Show HN: Scriber Pro – Offline AI transcription for macOS

rezivor - 4d

Hey HN! Built this because I was tired of waiting hours for transcription services and didn't want to upload sensitive recordings to the cloud.

  Real metrics from my M1 Max: 4.5hr video file transcribed in 3 minutes 32
  seconds. Works completely offline.

   First 5 HN users who click the button on the page get it free. Literally promo code straight to the app sore  


  Key differences vs Rev/Otter:
  - No 2-hour file limits (handles any length)
  - Timecodes stay accurate on long files (no drift from chunking)
  - Supports MP3, WAV, MP4, MOV, M4A, FLAC
  - Exports to SRT, VTT, JSON, PDF, DOCX, CSV, Markdown

  Built for macOS. Happy to answer questions!

Source

I've been using MacWhisper for this, with a huge variety of transcription options and things like speaker detection. It works great for all the 1 hour and shorter videos I've fed it, but does this have more to offer?

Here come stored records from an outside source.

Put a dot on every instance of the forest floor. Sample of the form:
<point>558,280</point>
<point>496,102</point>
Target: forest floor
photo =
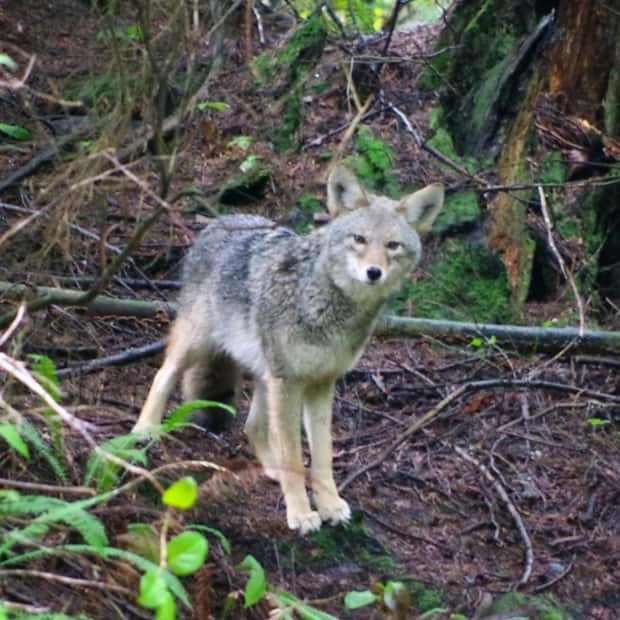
<point>508,471</point>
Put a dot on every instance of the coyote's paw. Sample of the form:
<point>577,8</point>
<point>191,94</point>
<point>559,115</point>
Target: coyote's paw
<point>332,508</point>
<point>145,429</point>
<point>304,521</point>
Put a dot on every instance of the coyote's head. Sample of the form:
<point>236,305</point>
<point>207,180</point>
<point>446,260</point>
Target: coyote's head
<point>373,240</point>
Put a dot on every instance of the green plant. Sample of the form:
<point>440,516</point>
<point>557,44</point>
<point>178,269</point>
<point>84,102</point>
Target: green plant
<point>16,132</point>
<point>374,162</point>
<point>391,598</point>
<point>288,606</point>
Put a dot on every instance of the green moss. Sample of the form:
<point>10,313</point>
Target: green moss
<point>473,23</point>
<point>373,163</point>
<point>443,142</point>
<point>436,117</point>
<point>324,156</point>
<point>552,168</point>
<point>460,211</point>
<point>545,606</point>
<point>468,282</point>
<point>352,543</point>
<point>302,217</point>
<point>246,188</point>
<point>293,114</point>
<point>299,55</point>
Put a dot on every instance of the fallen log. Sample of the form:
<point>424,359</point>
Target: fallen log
<point>517,336</point>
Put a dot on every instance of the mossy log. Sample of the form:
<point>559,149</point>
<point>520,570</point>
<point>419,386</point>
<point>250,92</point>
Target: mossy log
<point>519,337</point>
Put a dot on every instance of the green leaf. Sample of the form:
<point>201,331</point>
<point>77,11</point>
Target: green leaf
<point>248,163</point>
<point>307,612</point>
<point>16,132</point>
<point>218,106</point>
<point>9,433</point>
<point>243,142</point>
<point>355,600</point>
<point>597,422</point>
<point>134,32</point>
<point>167,610</point>
<point>187,553</point>
<point>211,530</point>
<point>178,417</point>
<point>256,586</point>
<point>45,371</point>
<point>153,590</point>
<point>9,63</point>
<point>182,494</point>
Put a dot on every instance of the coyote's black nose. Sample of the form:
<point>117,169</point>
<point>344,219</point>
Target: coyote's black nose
<point>373,273</point>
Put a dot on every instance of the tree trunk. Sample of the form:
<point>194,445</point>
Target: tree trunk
<point>534,77</point>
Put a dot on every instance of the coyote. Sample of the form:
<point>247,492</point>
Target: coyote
<point>295,311</point>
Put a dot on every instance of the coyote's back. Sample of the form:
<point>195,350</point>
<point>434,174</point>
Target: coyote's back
<point>296,312</point>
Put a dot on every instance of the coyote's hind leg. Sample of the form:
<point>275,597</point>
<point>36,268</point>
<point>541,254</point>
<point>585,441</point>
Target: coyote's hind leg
<point>178,358</point>
<point>215,377</point>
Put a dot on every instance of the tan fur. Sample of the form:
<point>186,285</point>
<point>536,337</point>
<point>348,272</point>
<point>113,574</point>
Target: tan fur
<point>296,312</point>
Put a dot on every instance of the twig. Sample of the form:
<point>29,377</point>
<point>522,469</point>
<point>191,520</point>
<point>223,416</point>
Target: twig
<point>413,428</point>
<point>119,359</point>
<point>47,488</point>
<point>429,149</point>
<point>319,141</point>
<point>21,311</point>
<point>70,581</point>
<point>594,359</point>
<point>19,371</point>
<point>529,553</point>
<point>460,391</point>
<point>558,256</point>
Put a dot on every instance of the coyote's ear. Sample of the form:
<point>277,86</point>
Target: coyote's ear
<point>421,208</point>
<point>344,192</point>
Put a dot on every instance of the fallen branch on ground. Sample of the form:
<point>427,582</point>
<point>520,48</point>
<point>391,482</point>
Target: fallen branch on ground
<point>517,384</point>
<point>517,336</point>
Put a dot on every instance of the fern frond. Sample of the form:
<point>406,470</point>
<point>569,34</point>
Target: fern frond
<point>144,565</point>
<point>106,473</point>
<point>50,510</point>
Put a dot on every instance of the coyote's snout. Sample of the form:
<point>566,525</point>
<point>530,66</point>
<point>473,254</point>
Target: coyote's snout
<point>296,312</point>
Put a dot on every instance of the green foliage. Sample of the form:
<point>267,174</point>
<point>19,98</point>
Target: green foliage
<point>460,211</point>
<point>217,106</point>
<point>243,142</point>
<point>247,188</point>
<point>299,55</point>
<point>9,433</point>
<point>545,606</point>
<point>16,132</point>
<point>256,586</point>
<point>8,62</point>
<point>292,116</point>
<point>373,163</point>
<point>182,494</point>
<point>103,471</point>
<point>187,553</point>
<point>49,511</point>
<point>354,542</point>
<point>32,436</point>
<point>178,417</point>
<point>468,283</point>
<point>551,168</point>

I haven't tried a 4+ hour video with MacWhisper but I presume that would work the same.

Please be my guest to test my claims. No tall tales here!

MacWhisper handles multiple-hour-long recordings just fine for me. I regularly process 4hrs on MacWhisper. Even whisper-cpp works fine these days for long recordings too.

Cool product, but it would be better if you stopped spreading misinformation to support it.

> Cool product, but it would be better if you stopped spreading misinformation to support it.

I don’t see this sort of thing, has the page changed? Edit: the comments here…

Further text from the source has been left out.